RtaForge / Anvaya-Rabbit-2.7B
Architecture: RtaSSM (Custom non-transformer State Space Model)
Parameters: 2.7 Billion
Topology: fu-64 (64 layers, d_model=2560)
Current Release: v0.6 — Logic Domain
This release reflects training on a curated logic and reasoning corpus. The model is an intermediate checkpoint; full benchmark evaluation and public release are gated on completing the training curriculum.
Files:
| Format | Path |
|---|---|
| PyTorch | base/Anvaya-Rabbit-2.7B-0.6-base.pt |
⚠️ v0.1-alpha Weights Deprecated
Do not use the v0.1-alpha weights. The v0.6 checkpoint is the correct starting point.
A silent corruption occurred during weight migration in v0.1-alpha:
- Tensor Layout Mismatch: Migration assumed WIDE layout for
in_proj. The Mamba2-2.7B HF checkpoint uses TALL[10576, 2560], silently loading gating values into signal matrices. - Vocabulary Alignment: Shape mismatch caused the embedding layer to be skipped. The model ran on random embeddings.

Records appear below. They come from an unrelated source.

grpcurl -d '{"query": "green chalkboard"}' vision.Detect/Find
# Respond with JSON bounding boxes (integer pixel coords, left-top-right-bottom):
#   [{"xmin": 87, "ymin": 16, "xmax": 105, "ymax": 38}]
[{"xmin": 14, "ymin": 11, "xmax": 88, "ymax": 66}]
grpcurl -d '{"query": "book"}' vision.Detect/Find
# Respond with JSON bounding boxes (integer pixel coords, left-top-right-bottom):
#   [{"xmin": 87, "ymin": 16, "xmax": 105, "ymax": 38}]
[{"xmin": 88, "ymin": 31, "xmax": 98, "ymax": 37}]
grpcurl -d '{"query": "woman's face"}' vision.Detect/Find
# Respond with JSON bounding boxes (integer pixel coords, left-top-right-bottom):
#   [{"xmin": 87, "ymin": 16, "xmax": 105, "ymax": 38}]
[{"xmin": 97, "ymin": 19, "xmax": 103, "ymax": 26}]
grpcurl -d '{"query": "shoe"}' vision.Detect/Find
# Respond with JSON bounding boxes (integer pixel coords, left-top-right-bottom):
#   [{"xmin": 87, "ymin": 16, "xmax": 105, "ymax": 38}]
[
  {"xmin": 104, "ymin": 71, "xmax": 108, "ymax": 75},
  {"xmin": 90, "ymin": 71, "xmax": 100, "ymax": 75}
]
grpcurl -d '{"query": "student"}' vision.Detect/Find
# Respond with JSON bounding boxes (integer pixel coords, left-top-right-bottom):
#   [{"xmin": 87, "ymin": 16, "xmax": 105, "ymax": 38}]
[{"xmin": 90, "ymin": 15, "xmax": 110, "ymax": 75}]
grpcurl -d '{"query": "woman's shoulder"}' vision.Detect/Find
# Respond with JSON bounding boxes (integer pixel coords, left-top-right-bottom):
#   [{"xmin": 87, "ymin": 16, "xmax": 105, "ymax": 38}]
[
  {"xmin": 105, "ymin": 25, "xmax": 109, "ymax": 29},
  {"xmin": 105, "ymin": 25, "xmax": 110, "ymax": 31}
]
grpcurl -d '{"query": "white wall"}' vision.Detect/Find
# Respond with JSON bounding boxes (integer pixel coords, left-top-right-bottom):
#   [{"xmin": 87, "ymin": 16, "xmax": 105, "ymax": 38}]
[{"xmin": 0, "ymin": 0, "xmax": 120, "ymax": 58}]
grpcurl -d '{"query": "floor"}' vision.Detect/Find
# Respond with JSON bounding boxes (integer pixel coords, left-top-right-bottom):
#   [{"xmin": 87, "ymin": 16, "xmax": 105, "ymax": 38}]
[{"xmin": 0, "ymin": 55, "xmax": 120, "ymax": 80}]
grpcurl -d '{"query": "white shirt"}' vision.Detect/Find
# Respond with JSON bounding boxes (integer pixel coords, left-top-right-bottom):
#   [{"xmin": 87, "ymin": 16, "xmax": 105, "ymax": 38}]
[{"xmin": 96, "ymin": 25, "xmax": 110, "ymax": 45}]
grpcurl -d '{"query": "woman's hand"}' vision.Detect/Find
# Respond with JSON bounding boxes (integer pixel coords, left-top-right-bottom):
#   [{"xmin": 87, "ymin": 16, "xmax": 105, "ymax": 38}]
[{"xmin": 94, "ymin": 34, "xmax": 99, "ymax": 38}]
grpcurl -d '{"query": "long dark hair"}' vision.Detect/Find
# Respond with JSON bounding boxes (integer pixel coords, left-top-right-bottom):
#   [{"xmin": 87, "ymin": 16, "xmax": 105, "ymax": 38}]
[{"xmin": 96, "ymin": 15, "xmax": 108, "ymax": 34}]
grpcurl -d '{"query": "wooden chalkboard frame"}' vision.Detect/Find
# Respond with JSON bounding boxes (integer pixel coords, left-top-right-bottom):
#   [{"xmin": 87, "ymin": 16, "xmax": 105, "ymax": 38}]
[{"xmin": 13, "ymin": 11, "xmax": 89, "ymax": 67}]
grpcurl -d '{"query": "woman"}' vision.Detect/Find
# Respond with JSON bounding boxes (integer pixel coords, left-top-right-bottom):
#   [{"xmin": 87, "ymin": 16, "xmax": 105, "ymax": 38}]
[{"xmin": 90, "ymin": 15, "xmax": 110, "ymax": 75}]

Result: CE ~46 (4× worse than random baseline of 10.83). Fixed in v0.5; v0.6 builds on that foundation.
Model Highlights
- Architecture: RtaSSM — a custom non-transformer State Space Model, not derived from any public SSM codebase
- Scale: 2.7 Billion Parameters
- Training: Multi-phase curriculum (logic → math → science/STEM → instruct fine-tune)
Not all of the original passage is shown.